Instrumental, office-based treatment is reserved for internal hemorrhoidal disease grades I
to III. Regardless of the applied technique, the goal is to decrease vascularization,
decrease hemorrhoidal volume and increase the fixation of the fibrovascular pedicle to the
rectal wall, thus treating the bleeding and hemorrhoidal prolapse. Rubber band ligation is
considered the method of choice in the treatment of hemorrhoidal disease. However, its use is
associated to bleeding rates after procedure ranging between 3.5 - 50% and late bleeding
rates between 13% - 18,3% that may occur until 7-14 days after treatment. The hemorrhagic
event is significant in 0.8% of cases and may even prove fatal. For this reason, this
technique is contraindicated in patients with bleeding disorders. In patients on
antithrombotic medication, discontinuation of this medication is recommended for 7 days
before the ligation procedure and 7-10 days after the procedure, which substantially
increases the risk of cardioembolic events. In contrast, sclerotherapy is a technique with a
low rate of bleeding complications and can be used to treat hemorrhoidal disease grades I to
III. After intravascular injection of sclerosing agent above the pectineal line - Blanchard
technique - an inflammatory and fibrotic response is obtained that interrupts the blood
supply. Although there are multiple sclerosing agents, in Portugal, the most frequently used
is liquid polidocanol. As a nonionic detergent its use as a foam (obtained by the technique
of Tessari which uses a device that combines two syringes and a three-way tap in which the
polidocanol is mixed with air under mechanical force) appears to be associated with greater
efficacy even with lower doses of sclerosing agent. Sclerotherapy with liquid polidocanol is
effective in the treatment of grade I hemorrhoidal disease with a study demonstrating
superiority of foam formulation in this grade of hemorrhoidal disease. A recently published
Portuguese study sought to study the efficacy and safety of foamed polidocanol sclerotherapy
in patients with grade I to IV hemorrhoidal disease. On the findings, which included 2000
participants, 210 of them on anticoagulant and/or dual antiplatelet therapy, the authors
conclude that this instrumental procedure is effective and safe even in patients on
antithrombotic therapy. However, no comparison was made between the incidence of
complications occurred in this subgroup of patients with the remaining patients without
antithrombotic therapy. As far as we know there are no published studies comparing
polidocanol foam sclerotherapy to other ablative techniques.

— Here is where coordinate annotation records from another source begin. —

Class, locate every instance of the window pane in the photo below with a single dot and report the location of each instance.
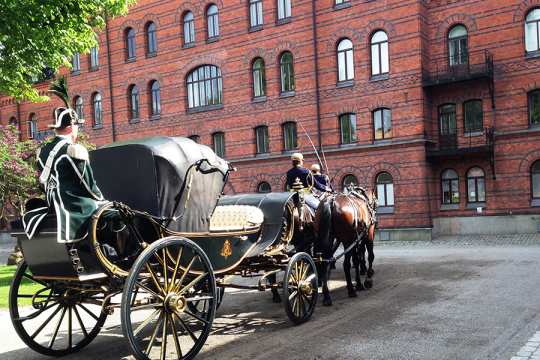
(384, 58)
(375, 69)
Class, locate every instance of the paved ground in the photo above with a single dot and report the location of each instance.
(466, 298)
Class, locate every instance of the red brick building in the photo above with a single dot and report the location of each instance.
(436, 103)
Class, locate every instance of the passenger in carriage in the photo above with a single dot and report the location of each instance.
(298, 171)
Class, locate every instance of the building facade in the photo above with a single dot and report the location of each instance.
(436, 104)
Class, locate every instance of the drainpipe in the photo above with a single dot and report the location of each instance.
(316, 59)
(107, 37)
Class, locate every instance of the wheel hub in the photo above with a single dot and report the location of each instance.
(175, 303)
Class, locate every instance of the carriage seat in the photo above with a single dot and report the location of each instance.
(236, 218)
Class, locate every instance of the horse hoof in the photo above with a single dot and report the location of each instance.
(327, 302)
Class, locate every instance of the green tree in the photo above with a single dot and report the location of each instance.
(35, 35)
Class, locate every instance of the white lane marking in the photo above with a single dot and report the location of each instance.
(531, 350)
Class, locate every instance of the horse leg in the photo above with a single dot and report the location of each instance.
(347, 270)
(371, 257)
(276, 298)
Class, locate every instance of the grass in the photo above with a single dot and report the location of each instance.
(27, 286)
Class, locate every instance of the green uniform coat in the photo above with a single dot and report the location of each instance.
(72, 193)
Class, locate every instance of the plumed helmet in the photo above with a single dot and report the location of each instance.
(64, 116)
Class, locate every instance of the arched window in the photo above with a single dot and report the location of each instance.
(204, 87)
(133, 102)
(450, 187)
(289, 136)
(385, 189)
(98, 110)
(382, 123)
(218, 141)
(348, 181)
(155, 98)
(473, 115)
(32, 126)
(535, 179)
(259, 78)
(13, 122)
(212, 20)
(476, 185)
(534, 107)
(345, 60)
(264, 187)
(79, 106)
(255, 13)
(94, 58)
(151, 38)
(261, 136)
(457, 45)
(189, 28)
(76, 63)
(130, 43)
(284, 9)
(347, 125)
(532, 31)
(379, 53)
(286, 72)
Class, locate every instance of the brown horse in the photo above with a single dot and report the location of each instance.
(352, 220)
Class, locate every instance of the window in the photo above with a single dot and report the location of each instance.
(447, 119)
(255, 13)
(98, 110)
(76, 63)
(155, 98)
(535, 179)
(382, 124)
(204, 87)
(259, 78)
(349, 181)
(189, 28)
(532, 31)
(287, 72)
(212, 19)
(457, 46)
(94, 58)
(385, 189)
(473, 116)
(151, 38)
(261, 136)
(379, 53)
(284, 9)
(218, 140)
(13, 122)
(32, 126)
(534, 107)
(289, 136)
(78, 105)
(264, 187)
(130, 44)
(347, 125)
(476, 185)
(345, 60)
(133, 102)
(450, 187)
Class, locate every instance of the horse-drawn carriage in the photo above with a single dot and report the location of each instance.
(160, 251)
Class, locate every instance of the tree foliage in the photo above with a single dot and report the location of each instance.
(35, 35)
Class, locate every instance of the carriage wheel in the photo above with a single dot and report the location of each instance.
(52, 318)
(156, 316)
(300, 288)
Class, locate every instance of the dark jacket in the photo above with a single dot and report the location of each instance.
(305, 177)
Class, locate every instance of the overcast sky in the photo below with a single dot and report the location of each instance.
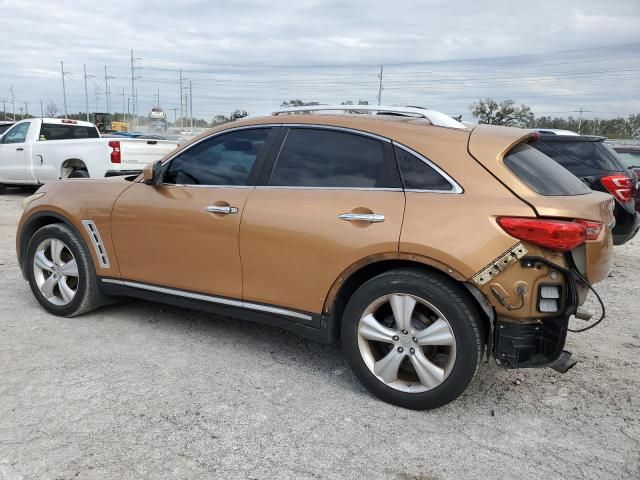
(554, 56)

The investigators are conducting a multicentric longitudinal prospective study including
adult patients, with or without bleeding disorders, with hemorrhoidal disease grades I to III
submitted to polidocanol foam sclerotherapy in three health institutions during an inclusion
period of 1.5 years. Efficacy is assessed using Sodergren score of symptoms, bleeding and
Goligher grades, and recurrence during follow-up. For the safety evaluation, complications
are recorded. Efficacy and safety outcomes will be compared between two groups of patients:
with bleeding disorders (Group A) and without bleeding disorders (Group B).